William Windham died on 4 June 1810, and was last of his line. His death effectively ended the hereditary succession of the Felbrigg estates which had run uninterrupted for 350 years. The Felbrigg estate was left to Windham's wife Cecilia Windham in the first instance for the remainder of her life. Thereafter, William Windham's heir was Vice Admiral William Lukin. Lukin was related to Windham as he was the grandson of William Windham's mother by her first marriage. After his retirement from the Navy, Lukin settled back to north Norfolk, to a small estate farm at Metton which was close to Felbrigg. Lukin and his wife Anne Thellusson (a daughter of Peter Thellusson and granddaughter of Isaac de Thellusson) settled into family life with their 12 children. With six sons and six daughters to raise the Lukins soon found finances were stretched and as a consequence in 1820 Lukin moved to Brussels with his family to save money.

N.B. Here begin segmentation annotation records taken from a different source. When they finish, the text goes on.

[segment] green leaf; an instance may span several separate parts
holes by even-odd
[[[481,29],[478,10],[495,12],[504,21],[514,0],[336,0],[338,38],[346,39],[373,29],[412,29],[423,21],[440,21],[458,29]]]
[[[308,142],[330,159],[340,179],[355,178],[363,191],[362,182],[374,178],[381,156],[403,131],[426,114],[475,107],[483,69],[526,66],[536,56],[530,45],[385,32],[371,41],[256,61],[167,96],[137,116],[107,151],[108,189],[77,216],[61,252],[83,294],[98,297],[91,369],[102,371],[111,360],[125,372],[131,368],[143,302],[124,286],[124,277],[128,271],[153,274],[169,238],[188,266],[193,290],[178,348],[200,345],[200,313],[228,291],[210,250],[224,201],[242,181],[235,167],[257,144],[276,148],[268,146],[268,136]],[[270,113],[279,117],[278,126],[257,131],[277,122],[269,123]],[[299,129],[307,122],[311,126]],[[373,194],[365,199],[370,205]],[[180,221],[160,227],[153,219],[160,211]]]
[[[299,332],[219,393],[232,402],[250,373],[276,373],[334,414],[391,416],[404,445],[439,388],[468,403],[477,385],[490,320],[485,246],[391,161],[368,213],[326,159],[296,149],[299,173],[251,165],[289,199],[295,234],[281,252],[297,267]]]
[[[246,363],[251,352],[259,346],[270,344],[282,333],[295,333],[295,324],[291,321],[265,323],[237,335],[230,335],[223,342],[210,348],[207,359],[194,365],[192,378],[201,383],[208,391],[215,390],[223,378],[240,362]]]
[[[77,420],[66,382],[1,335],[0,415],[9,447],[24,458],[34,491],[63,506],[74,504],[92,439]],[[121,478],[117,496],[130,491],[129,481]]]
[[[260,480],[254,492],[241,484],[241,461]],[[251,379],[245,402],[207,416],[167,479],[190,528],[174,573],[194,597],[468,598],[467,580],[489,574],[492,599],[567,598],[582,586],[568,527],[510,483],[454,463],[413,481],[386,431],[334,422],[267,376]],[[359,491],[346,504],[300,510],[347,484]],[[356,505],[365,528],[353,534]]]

On 5 May 1824, Cecilia Windham died and William Lukin inherited Felbrigg. At the same time he changed his name, assuming the name Windham along with the family coat of arms. The estate and house were finally woken from fourteen years of slumber. William Lukin Windham, as he was now called, employed architect W. J. Donthorne to remodel, extend, and alter the house and stable block. The Admiral remained at the Hall and led a quiet life until his death in 1833. Two of his sons William Howe Windham (the eldest) and Charles Ash Windham represented East Norfolk in Parliament; the latter fought in the Crimean War and rose to the rank of General. A third son Cdr. John Henry Windham RN, followed him into the Navy.